PLS-DA (Partial Least Squares Discriminant Analysis)
Discriminate groups in omics or high-dimensional data.
Definition
PLS-DA is a supervised method combining dimensionality reduction (like PCA) with group discrimination. It is particularly used in metabolomics, proteomics, and genomics where the number of variables far exceeds the number of observations.
When to use it
Discriminate groups in high-dimensional data (p >> n)
Omics data: metabolomics, proteomics, genomics
Identify the most important discriminating variables
When PCA does not sufficiently discriminate groups
Requirements
Categorical dependent variable (2 or more groups)

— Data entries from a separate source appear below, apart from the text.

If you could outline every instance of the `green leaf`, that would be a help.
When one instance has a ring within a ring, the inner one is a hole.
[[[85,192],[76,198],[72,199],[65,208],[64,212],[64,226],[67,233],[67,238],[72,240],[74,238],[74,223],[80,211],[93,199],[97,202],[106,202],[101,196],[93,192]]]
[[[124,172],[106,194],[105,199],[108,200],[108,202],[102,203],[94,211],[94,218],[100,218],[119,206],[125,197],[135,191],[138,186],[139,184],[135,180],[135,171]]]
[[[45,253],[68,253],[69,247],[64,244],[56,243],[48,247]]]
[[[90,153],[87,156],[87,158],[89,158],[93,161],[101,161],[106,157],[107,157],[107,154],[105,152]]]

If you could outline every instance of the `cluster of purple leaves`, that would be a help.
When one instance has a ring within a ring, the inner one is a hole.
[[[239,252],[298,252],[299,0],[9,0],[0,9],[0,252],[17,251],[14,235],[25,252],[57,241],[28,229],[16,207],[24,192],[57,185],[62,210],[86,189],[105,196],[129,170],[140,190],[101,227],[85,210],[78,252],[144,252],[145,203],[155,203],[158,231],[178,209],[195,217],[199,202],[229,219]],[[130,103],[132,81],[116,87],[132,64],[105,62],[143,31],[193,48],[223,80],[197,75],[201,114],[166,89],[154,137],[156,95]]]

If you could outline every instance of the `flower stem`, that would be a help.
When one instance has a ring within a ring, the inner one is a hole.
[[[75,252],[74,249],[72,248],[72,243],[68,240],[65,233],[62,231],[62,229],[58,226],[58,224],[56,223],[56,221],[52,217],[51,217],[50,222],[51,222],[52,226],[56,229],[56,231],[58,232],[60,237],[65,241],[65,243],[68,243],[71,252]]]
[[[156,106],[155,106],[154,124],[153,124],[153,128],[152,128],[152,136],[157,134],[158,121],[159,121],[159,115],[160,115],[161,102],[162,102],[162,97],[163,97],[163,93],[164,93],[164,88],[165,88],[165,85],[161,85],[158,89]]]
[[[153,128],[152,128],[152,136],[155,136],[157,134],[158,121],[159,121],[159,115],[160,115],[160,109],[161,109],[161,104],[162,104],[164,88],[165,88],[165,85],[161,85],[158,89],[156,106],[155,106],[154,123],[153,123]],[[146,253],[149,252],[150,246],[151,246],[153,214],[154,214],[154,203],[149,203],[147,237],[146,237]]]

Numerous continuous independent variables
Standardized data recommended
What StatsLab computes
Scores plots (latent components)
Loadings plots (variable contributions)
VIP scores (Variable Importance in Projection)

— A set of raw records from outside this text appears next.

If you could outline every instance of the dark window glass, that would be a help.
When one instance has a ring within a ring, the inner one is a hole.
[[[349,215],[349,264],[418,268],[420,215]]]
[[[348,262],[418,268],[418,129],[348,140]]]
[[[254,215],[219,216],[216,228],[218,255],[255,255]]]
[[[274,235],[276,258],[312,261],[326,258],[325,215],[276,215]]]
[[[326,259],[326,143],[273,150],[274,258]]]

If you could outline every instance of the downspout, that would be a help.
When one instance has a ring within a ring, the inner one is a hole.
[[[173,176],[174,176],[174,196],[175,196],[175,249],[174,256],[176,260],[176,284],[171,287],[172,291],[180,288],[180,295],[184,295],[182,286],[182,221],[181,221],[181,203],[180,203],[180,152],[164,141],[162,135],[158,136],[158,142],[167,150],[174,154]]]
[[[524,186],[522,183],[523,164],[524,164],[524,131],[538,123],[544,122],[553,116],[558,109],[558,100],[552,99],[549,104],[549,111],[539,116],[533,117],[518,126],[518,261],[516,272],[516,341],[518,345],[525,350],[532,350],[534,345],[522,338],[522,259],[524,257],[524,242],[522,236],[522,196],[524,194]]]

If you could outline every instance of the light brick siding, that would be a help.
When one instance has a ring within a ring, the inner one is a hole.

% variance explained per component
Visual separation of groups
Worked example
Context : Discriminating 3 cancer types (n=90) from 150 blood metabolites.
Result : LV1: 28% variance · LV2: 19% · Clear separation of 3 groups on scores plot
Interpretation : PLS-DA perfectly discriminates the 3 cancer types on the first 2 components. The 15 metabolites with VIP > 1.5 are the most relevant candidate biomarkers.